We must mandate the clearing of standardised derivatives through regulated clearing houses.Central clearing protected the markets for equity-option, gold-future and energy-future derivatives during the meltdown last year; buy cialis online without a prescription.Within days of Lehman’s collapse, its centrally cleared futures and OTC interest rate swaps reallocated without loss to counterparties and without disruption in the markets – buy cialis online without a prescription.Compare this to the failure of Lehman’s unregulated credit default swaps and non-cleared interest rate swaps, which triggered chaos in the market because these contracts were not centrally cleared.

When Lehman failed, untold trillions of dollars of risk inherent in OTC derivatives became unhedged, creating significant market exposure for counterparties.The collateral posted by these counterparties is now tied up in the Lehman bankruptcy.Trading through clearing houses will break the “too interconnected to fail” paradigm, reduce the systemic risk inherent in the bilateral OTC marketplace and provide transparency.

Critics of the Obama plan argue it would “stifle innovation” in the derivatives market.But reform will not bar customised products; it will only ensure that the risks generated by such products are properly capitalised or collateralised.Detractors also argue central clearing will raise hedging costs for companies – buy cialis online without a prescription.But as in the equity-option and energy markets over the past two decades, increased price transparency through central clearing enables less frequent users, such as corporations, to enter into trades at better prices, reducing costs.

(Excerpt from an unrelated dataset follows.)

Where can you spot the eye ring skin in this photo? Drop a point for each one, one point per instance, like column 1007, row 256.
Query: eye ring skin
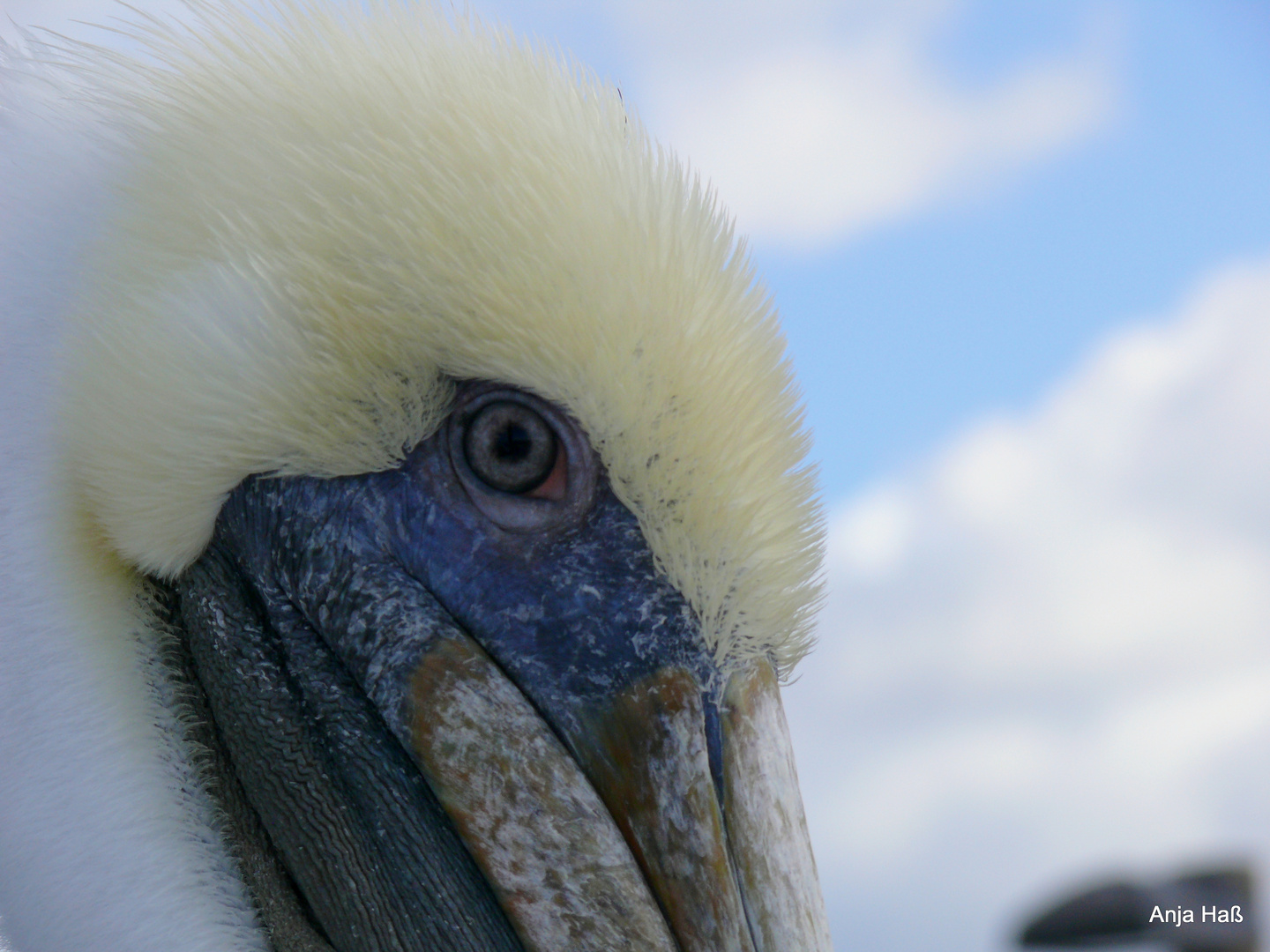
column 524, row 513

The derivatives markets failed us last year – buy cialis online without a prescription.It is shameful that the citizens of Main Street were forced to “bail out” Wall Street.Now is the time to preserve the enormous good created by the derivatives market buy cialis online without a prescription, while eliminating the flawed concept of “too interconnected to fail”.Regulators must implement central clearing where appropriate and put the integrity of our capital markets ahead of the profits of a self-interested few.

It is important to remember that there are two sides to Wall Street: the sell side (investment banks) and the buy-side (asset managers).  The buy-side had a front row seat to the near meltdown of the investment banks a year ago.  Nobody was more negatively affected by the collapse in markets than the buy-side.  So there are many voices on the buy-side that are very much in favor of strong regulation of derivatives – buy cialis online without a prescription.